11. Tuesday the 10th. I check the (now) 42 emails from AT&T regarding my new services. Nothing about cancelled phone. I did get a shipping confirmation for my $100 box that I need to hook up internet. Complete with UPS tracking number. Intrigued, I go to UPS to track the package. Delivered. July 5th. To somewhere in Savoy, Illinois.

12. I call AT&T. See #3. Full body twitches.

13. The fourth person I speak to works for Sales. He is happy to resend the $100 box. He'll just fix the problem of the address and all will be well. Super. Can you help me with this phone issue? No, that's Customer Service. I'll connect you. He hangs up on me.

13. I call AT&T again. See #3. Writhing on the floor.

14. The second person I speak to is very sorry to hear about my difficulties and wants to make everything right. He can reinstate my phone request and send someone out on Wednesday between 8am and 8pm. Fantastic. Where are you sending the aforementioned technician, I ask. Savoy, he says. I'm not in Savoy: the guy in Sales said he fixed the address.
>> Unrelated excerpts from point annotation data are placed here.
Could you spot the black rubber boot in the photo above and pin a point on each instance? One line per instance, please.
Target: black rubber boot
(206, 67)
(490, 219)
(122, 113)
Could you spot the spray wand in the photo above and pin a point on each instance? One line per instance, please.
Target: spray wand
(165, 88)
No, he says, it looks like the guy in Sales only changed the shipping address, not the service request address. Can you fix it? I ask. No, he says, I'll have to transfer you to Sales. And they can fix it? I ask. No, he says, they will have to completely cancel all your orders and create new orders for phone and internet, let me transfer you.

15. On hold for 15 minutes. Forty five second loop. Calm and lucid.

16. The girl that answers actually sounds hurt when I tell her I want to cancel all services.